Les écoles supérieures privées à la croisée des chemins face à l’érosion des soutiens financiers

Les écoles supérieures privées occupent une place importante dans le paysage éducatif français. Elles incarnent une alternative aux filières publiques souvent engorgées. Cela est particulièrement vrai dans le contexte actuel de Parcoursup, où de nombreux étudiants se retrouvent déçus par l’absence de places dans les formations de leur choix. En 2024, sur 849 000 candidats, 124 000 n’ont reçu aucune proposition en réponse à leurs vœux, une hausse par rapport à 2023. Ces écoles privées représentent souvent une solution pour rebondir.

Une contribution de Damien Jordan, directeur général délégué de l’IPSSI, école d’informatique et cybersécurité

 

Pourtant, ces établissements traversent aujourd’hui une période de turbulences sans précédent. Ils sont fragilisés par la baisse des soutiens financiers provenant de France compétence qui gère le budget des OPCO et les montant des aides à l’embauche d’alternants. Cette situation, si elle persiste, risque de remettre en question leur modèle économique et leur capacité à remplir leur mission éducative.


 

Une conjoncture économique difficile

 

Depuis plusieurs années, le financement des écoles supérieures privées repose en grande partie sur trois piliers : les frais de scolarité payés par les étudiants et leurs familles, les contributions des entreprises partenaires à travers le budget de leur OPCO qui provient lui des taxes de l’URSAAF ou du MSA et, dans une moindre mesure, les subventions publiques locales.

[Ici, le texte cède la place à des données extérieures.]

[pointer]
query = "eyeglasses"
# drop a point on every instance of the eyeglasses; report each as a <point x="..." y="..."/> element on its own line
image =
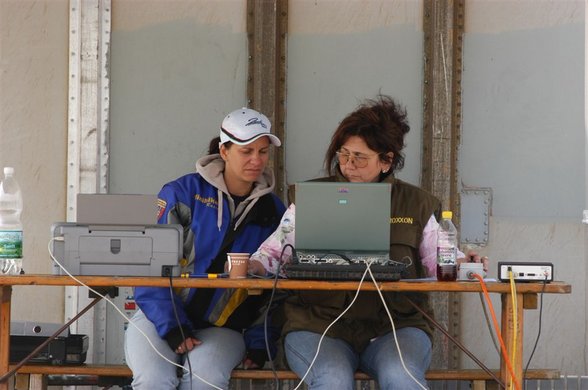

Cependant, chacun de ces piliers montre des signes d’essoufflement.

Les aides à l’embauche d’alternants sont revus périodiquement à la baisse avec par exemple la suppression de l’aide pour les contrats pro et la revue à la baisse récente pour les contrats d’apprentissage. De fait et en plus de contraintes budgétaires accrues, les entreprises réduisent les embauches d’alternants. Parallèlement à cela, les prises en charge de formations, même sur des secteurs en forte tension comme la cybersécurité ou l’intelligence artificielle, observent des baisse significative allant jusqu’à 20%.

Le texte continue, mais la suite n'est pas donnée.